Among the individual MetSyn components, irregularities in cortisol levels have been linked with abdominal obesity most often (Bjorntorp and Rosmond, 2000b; Chrousos, 2000; Duclos et al., 2005; Ljung et al., 2000; Rosmond et al., 1998). Given that the cortisol response can reflect dysregulation in the HPA axis, an association would be expected with both abdominal obesity and fasting glucose as cortisol acts to increase the supply of blood glucose for tissues during exposure to stressors (Rosmond et al., 1998). Among the associations between the cortisol response across time and the individual components, abdominal obesity was most strongly associated with the cortisol response in our study. These results agree with a related study of variability in cortisol among these subjects in which visceral adiposity, as measured by lean trunk mass index, was consistently associated with within-subjects cortisol variability, but not with the within-subjects cortisol mean (Sharp et al., 2013).
Although fasting glucose was not associated with the cortisol response across time, subjects with glucose intolerance had a slightly more suppressed response overall compared with subjects without glucose intolerance. The lack of significant effect modification by glucose intolerance status may be due in part to the small percentage of officers having glucose intolerance, but sensitivity analyses using tertiles or quartiles of fasting glucose did not indicate significant effect modification either. The lack of a significant result may be a consequence of studying active duty police officers. Type 2 diabetes is less prevalent among police officers than in the general population and more similar after retirement (Zimmerman, 2012), perhaps glucose intolerance follows a similar pattern. It was the least prevalent MetSyn component among these officers.

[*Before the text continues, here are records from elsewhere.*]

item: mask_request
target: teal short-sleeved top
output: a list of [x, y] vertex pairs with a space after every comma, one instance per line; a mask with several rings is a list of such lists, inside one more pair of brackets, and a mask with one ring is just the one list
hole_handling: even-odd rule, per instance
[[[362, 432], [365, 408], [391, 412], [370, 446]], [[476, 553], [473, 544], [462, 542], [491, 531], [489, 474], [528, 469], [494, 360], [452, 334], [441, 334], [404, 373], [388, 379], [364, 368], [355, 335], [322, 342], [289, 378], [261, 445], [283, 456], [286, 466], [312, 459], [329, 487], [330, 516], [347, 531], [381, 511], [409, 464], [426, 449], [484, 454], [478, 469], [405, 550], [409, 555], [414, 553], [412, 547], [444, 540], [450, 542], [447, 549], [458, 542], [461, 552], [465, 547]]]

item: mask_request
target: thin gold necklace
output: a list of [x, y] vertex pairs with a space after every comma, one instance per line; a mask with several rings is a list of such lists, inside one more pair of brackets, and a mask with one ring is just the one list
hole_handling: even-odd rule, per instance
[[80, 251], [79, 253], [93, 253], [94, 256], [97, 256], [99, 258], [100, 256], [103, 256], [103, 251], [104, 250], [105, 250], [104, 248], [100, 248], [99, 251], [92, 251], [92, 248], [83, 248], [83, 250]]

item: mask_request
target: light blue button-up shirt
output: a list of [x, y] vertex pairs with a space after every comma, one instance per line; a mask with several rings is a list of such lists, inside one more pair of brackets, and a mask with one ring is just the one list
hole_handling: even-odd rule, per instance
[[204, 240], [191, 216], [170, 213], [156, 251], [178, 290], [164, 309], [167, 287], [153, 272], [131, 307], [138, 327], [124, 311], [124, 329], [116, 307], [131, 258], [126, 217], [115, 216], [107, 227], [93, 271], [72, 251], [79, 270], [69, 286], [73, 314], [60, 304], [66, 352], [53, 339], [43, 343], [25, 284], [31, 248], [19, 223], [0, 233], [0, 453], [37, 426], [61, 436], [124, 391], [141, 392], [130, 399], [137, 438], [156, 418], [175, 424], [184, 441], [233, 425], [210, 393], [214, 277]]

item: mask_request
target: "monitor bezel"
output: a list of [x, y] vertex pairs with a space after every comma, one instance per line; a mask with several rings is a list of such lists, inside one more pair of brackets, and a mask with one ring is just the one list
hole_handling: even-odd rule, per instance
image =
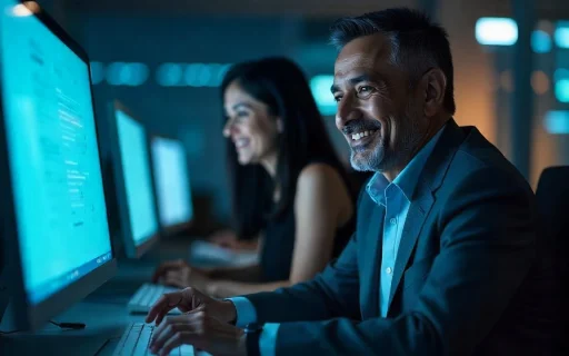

As a clustering of risk factors for CVD, the MetSyn was associated with the cortisol response across time, but the individual components of elevated triglycerides and reduced HDL-C were not. These two components could be working through the autonomic nervous system pathway; and while related to the other components as a syndrome, they were not individually related to the cortisol response. Hartley and colleagues (2011a) investigated sex differences in the associations between the perceived stress of police work, as measured by self-report using the Spielberger Police Stress Survey, and MetSyn in these subjects. Associations were identified with MetSyn, and specifically with abdominal obesity and reduced HDL-C, among female officers only (Hartley et al., 2011a; Spielberger et al., 1981). There are some similarities with our results, but sex differences in self-reporting of perceived stress may account for the lack of significant findings among male officers.
Among the strengths of this study are that a standardized laboratory protocol was used to gather information to assess salivary cortisol and MetSyn among the police officers (Bjorntorp and Rosmond, 2000a; Rosmond et al., 1998). Salivary cortisol is a physiologic measure of HPA axis function and a more quantitative marker of the response to a stressor or challenge than self-reported measures of stress. And, assessing the response to a high-protein challenge is fairly unique and use of a shake may be a more accessible protein source than a traditional meal. Even though salivary cortisol is a non-invasive method of assessing the functioning of the HPA axis and the values reflect biologically active cortisol, the relationship between salivary cortisol levels and the MetSyn following a specific food-related challenge has received little attention compared to those of more traditional challenges such as a dexamethasone-suppression test (de Kloet et al., 2006; Gibson et al., 1999; Kirschbaum and Hellhammer, 1994).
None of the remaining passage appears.